The RPCC matrix in Fig. 7A shows that the intracortical and intrathalamic regions contain the highest pairwise correlations. Cortico-thalamic connections are also quite strong for healthy rats. All regions are strongly correlated to their regional counterparts on the opposite side of the brain. The superior colliculus (SC) from the visual system is included in Figs. 7A,B as a control. We hypothesized that most of the regions in the visual system would only be weakly connected to the sensorimotor system and, therefore, should have low correlation. As expected, the visual SC has a low correlation (< 0.30) with the sensorimotor network in healthy animals. These results are in good agreement with our previous study of fcMRI in rats (Pawela et al. 2008). No statistical differences between the two studies were demonstrated when tested with an unpaired t-test with a 95% confidence interval (unreported data).
The RPCC matrix for six denervated animals is displayed in Fig. 7B. To highlight intrahemispheric resting-state connectivity differences, Table 1 of the known brain region connections taken from Fig. 6 was formed and averaged for both brain hemispheres. The sensorimotor connectivities are listed first in Table 1. An unpaired t-test with a 95% confidence interval was used to check for statistical significance in the correlation coefficient values. Only one intrahemispheric connection shows a statistically significant difference between healthy and deafferented animals in the sensorimotor system: left-side S1FL to M1/M2 in deafferented rats (highlighted in gray). The averaged S1FL to M1/M2 correlation coefficient is lower (0.49) when compared to healthy animals (0.82, 0.69) and the right side (0.71) in experimental animals. This connection is contralateral to the right denervated limb. The other regions demonstrated no statistically significant differences.
Disruption in interhemispheric cortical connectivity is demonstrated in Fig. 9. Left-to-right hemispheric cortical connectivities are listed for both healthy and deafferented rats. The interhemispheric correlation coefficients between S1FL, M1/M2, and S2 are displayed. These cortical regions are directly connected from the left-to-right sides through the corpus callosum, as shown in Fig. 6. Statistical significance for correlation coefficients was tested by using an unpaired t-test with a 95% confidence interval. The interhemispheric connectivity is markedly diminished in deafferented rats compared to healthy controls. All correlation coefficients between healthy and experimental rats shown in Fig. 6 were statistically significant when matched pairs were evaluated. Figure 9 demonstrates that the interhemispheric resting-state connectivity is severely disrupted by limb deafferentation within a two-week time frame.
RPCC matrices for the visual system are presented in Figs. 8A,B. The matrix from healthy rats (Fig. 8A) is visually similar to the matrix from rats that received right-forepaw denervation (Fig. 8B).

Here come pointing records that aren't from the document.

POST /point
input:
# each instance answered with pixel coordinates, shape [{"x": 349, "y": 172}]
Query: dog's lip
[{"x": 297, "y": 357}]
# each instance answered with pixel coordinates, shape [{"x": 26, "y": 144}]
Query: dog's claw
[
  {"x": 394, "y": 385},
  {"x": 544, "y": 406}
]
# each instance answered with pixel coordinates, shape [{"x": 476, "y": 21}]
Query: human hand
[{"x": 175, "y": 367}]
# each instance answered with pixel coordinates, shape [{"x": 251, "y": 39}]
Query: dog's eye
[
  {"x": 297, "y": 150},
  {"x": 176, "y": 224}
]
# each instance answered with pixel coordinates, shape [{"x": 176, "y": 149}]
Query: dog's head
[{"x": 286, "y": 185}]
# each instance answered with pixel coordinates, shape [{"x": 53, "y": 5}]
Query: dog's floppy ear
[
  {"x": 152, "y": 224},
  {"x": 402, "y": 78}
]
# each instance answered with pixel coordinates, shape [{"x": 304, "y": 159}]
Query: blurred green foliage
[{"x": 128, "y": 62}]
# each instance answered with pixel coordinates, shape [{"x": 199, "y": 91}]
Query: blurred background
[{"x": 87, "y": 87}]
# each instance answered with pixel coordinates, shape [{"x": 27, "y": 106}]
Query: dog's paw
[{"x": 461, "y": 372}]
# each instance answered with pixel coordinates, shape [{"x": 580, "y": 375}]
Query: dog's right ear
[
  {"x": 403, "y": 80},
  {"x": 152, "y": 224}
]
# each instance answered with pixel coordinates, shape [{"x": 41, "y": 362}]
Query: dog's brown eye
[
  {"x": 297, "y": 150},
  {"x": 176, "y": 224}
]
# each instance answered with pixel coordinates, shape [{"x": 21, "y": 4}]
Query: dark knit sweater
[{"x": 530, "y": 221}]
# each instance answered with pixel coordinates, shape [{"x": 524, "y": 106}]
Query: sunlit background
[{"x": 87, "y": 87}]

The hippocampus region (HIP) was used as a control because it was believed that this region would be weakly coupled to the visual system. Data from our previous paper on resting-state connectivity in rats (Pawela et al. 2008) were used to generate data for the control animals (Fig. 8A). Again, differences are highlighted in Fig. 8C. Table 1 lists intrahemispheric connectivities from the visual system based on the connections from Fig. 6B. Connections between visual system areas that carry multisensory information demonstrate statistically significant intrahemispheric differences (highlighted in gray) when tested with an unpaired t-test with a 95% confidence interval. These include left-side LP to TeA, right-side LP to V2, and right-side SC to LP.
By examining the difference map in Fig. 8C, interhemispheric connections can be evaluated. The interhemispheric connectivity divergence between the left and right primary visual cortex (V1) is small between control and experimental animals (0.06). The secondary visual cortex (V2) also demonstrates a slight interhemispheric disparity (0.07) between the groups. In contrast to V1, V2, and the DLG, higher order multisensory regions demonstrate larger differences between healthy and deafferented animals. For example, the differences between the left TeA region and the left or right SC are 0.21 and 0.39, respectively; the left TeA region and the left or right LP, 0.22 and 0.17, respectively; and the left LP and the right LP, 0.27. These differences highlight areas that carry multisensory information (TeA/LP) and are shown to be affected by forelimb deafferentation, whereas visual-system-specific regions (V1/V2) are unaffected.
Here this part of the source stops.